On September 14, 1910, that is, subsequent to the decree conferring majority rights upon Goodman, and subsequent to the lease under which appellants hold, the legal guardian of Goodman granted a lease in behalf of Goodman to appellee, covering the same lands. This lease was both authorized and confirmed by the order of the county court for Nowata county, Oklahoma, that court then having probate jurisdiction of the person and estate [236 U.S. 223, 226] of Goodman, and Goodman at that time being a minor. This lease is the ground of title of appellee.
Counsel, however, resist that conclusion, and contend that the jurisdiction which was made subject to the provisions of the section is yet to be regarded independently of them, and subject to the provisions of the local statutes. The reasoning by which this is attempted to be supported is somewhat involved and is difficult to represent succinctly. It is that the enabling act of the state, exccept as modified, and the Constitution of the state, continued the laws in force in the territory at the time of its admission into the Union until they expired or were altered or repealed, and that by those laws minors were defined (Wilson's St. 733), and other laws gave power to confer upon them the rights of majority (Wilson's St. c. 59, art. 5, 73-75). But this did not preclude the exercise of the power of Congress as exhibited in the act of May 27, 1908. Marchie Tiger v. Western Invest. Co., 221 U.S. 286 , 55 L. ed. 738, 31 Sup. Ct. Rep. 578. And the courts, both state and Federal, have found no difficulty in determining its meaning or its dominance over the provisions of the state law. Priddy v. Thompson, 123 C. C. A. 277, 204 Fed. 955; Jefferson v. Winkler, 26 Okla. 653, 110 Pac. 755. And we think it is clear that 1 and 4 are not to be construed independently of the other sections of the act.

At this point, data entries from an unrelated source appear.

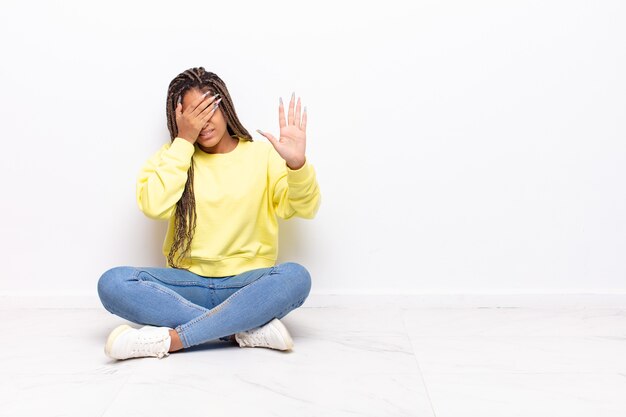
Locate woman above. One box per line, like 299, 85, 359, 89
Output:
98, 67, 321, 359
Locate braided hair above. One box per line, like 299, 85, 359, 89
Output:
165, 67, 253, 270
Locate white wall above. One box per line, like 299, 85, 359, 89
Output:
0, 0, 626, 294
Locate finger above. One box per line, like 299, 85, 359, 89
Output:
198, 98, 222, 117
200, 103, 220, 123
287, 91, 296, 125
256, 129, 277, 148
296, 97, 300, 129
278, 97, 287, 128
191, 91, 219, 115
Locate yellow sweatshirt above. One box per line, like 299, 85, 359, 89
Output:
137, 137, 321, 277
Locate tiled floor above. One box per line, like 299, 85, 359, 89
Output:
0, 307, 626, 417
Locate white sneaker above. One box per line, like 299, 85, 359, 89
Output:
235, 318, 293, 350
104, 324, 171, 359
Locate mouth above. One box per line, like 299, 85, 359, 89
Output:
200, 129, 215, 138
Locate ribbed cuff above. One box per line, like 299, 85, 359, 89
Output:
285, 160, 315, 184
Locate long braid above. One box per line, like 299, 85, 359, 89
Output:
165, 67, 253, 270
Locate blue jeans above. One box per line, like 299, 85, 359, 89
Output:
98, 262, 311, 348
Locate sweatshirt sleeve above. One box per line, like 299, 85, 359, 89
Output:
136, 138, 195, 219
268, 145, 321, 219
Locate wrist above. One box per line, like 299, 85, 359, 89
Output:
287, 158, 306, 171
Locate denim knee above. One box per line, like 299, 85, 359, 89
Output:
280, 262, 311, 305
98, 266, 134, 311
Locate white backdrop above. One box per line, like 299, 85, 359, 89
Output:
0, 0, 626, 295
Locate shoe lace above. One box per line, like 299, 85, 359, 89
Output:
242, 329, 268, 346
131, 335, 169, 359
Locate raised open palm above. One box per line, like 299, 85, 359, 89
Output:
257, 92, 306, 169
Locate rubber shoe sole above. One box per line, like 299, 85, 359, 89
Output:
235, 318, 293, 350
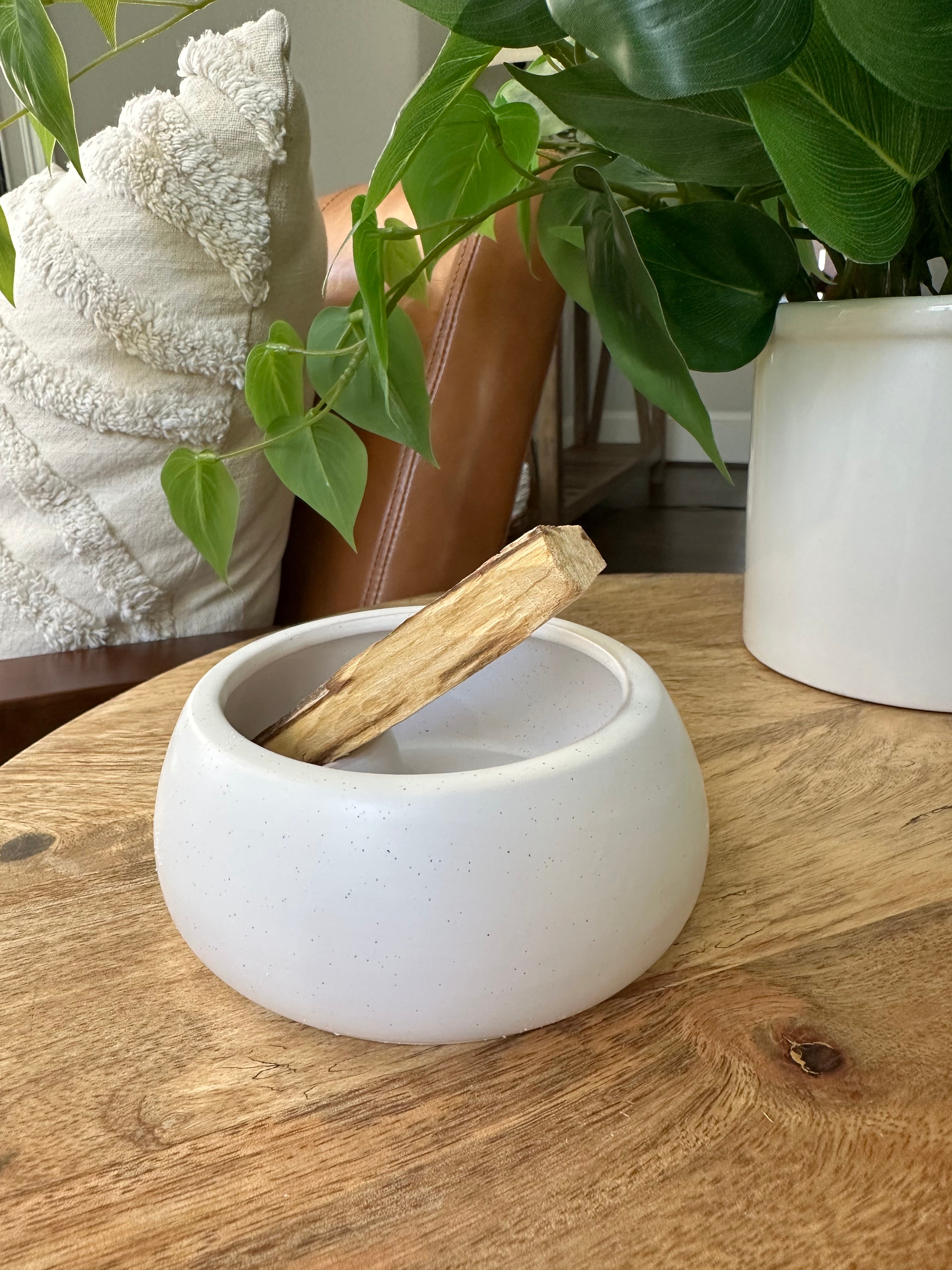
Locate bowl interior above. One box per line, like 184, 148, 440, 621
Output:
222, 615, 626, 775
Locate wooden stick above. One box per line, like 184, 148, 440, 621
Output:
255, 524, 605, 763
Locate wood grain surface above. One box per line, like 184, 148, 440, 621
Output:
0, 574, 952, 1270
261, 524, 605, 763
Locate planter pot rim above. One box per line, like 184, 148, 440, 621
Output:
179, 604, 664, 796
765, 296, 952, 343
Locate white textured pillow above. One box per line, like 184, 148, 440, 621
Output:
0, 11, 326, 657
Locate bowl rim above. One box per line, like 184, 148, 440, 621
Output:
176, 604, 666, 795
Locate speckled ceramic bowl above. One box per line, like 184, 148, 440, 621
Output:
155, 608, 707, 1043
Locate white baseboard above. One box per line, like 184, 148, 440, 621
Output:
574, 410, 750, 464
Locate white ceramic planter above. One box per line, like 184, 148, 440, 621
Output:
744, 296, 952, 710
155, 608, 707, 1041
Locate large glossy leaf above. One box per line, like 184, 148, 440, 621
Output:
0, 0, 82, 175
264, 414, 367, 547
744, 13, 952, 263
627, 202, 800, 371
820, 0, 952, 108
307, 307, 434, 462
404, 89, 540, 251
509, 58, 776, 187
578, 168, 727, 476
27, 114, 56, 168
245, 321, 305, 431
404, 0, 562, 48
363, 34, 499, 216
0, 207, 16, 304
536, 155, 677, 314
548, 0, 814, 98
496, 57, 567, 137
161, 449, 239, 582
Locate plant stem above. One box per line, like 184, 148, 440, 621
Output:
387, 180, 575, 314
0, 0, 214, 131
608, 180, 661, 212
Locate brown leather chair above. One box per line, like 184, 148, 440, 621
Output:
277, 186, 564, 624
0, 187, 564, 762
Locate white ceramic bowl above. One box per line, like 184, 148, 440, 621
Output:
155, 608, 707, 1043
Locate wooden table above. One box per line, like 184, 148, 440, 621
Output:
0, 575, 952, 1270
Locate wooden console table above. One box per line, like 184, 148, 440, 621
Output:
0, 575, 952, 1270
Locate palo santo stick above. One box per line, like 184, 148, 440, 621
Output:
255, 524, 605, 763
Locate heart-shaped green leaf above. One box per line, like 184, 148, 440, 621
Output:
245, 321, 305, 431
820, 0, 952, 109
627, 202, 800, 371
161, 449, 239, 582
0, 207, 16, 304
0, 0, 82, 176
744, 11, 952, 264
509, 58, 777, 187
404, 0, 562, 48
264, 414, 367, 547
404, 89, 540, 259
579, 168, 730, 479
362, 34, 499, 216
307, 307, 434, 462
536, 184, 597, 314
548, 0, 814, 98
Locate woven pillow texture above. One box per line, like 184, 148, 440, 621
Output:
0, 10, 326, 658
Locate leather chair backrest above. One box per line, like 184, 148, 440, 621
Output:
277, 186, 564, 624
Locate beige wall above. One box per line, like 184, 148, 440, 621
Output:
51, 0, 429, 193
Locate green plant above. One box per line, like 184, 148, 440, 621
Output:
0, 0, 952, 575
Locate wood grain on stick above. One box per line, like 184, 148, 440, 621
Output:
255, 524, 605, 763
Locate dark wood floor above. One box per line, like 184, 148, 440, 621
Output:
581, 464, 748, 573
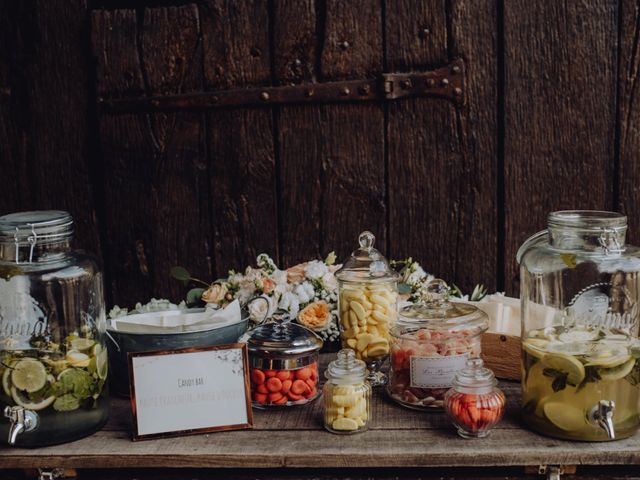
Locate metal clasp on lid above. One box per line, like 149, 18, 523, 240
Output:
13, 223, 38, 263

In Jefferson v. Winkler an Indian girl married when she was under eighteen, and while under that age conveyed [236 U.S. 223, 229] her allotment. It was held that under the general law of Oklahoma the marriage emancipated her, but that, notwithstanding, her conveyance was void, the act of May 27, 1908, prevailing over the state law. The reasoning of the court is directly antagonistic to that of appellants in the case at bar, the same contentions being urged in that case as in this. In other words, it was contended that 1 of that act was absolute, and was not modified by 2, and the court, considering all of the provisions of the act, was of opinion that the legislative intention was to provide that the allotted lands of freedmen and mixed-blood Indians of less than half Indian blood, under the age of eighteen if a female, and under the age of twenty-one if a male, might be sold under the supervision and jurisdiction of the probate courts of the state, and not otherwise. The court, therefore, decided, upon a consideration of the act of May 27, 1908, and of the laws of the state, that the latter, removing the disability of minority, do not extend to Indian minors as defined by the act of Congress.
The construction has become a rule of property in the state, and we should be disposed to accept it as such, even if we had doubts of the construction of the act of May 27, 1908. Reynolds v. Fewell, 236 U.S. 58 , 59 L. ed. --, 35 Sup. Ct. Rep. 230.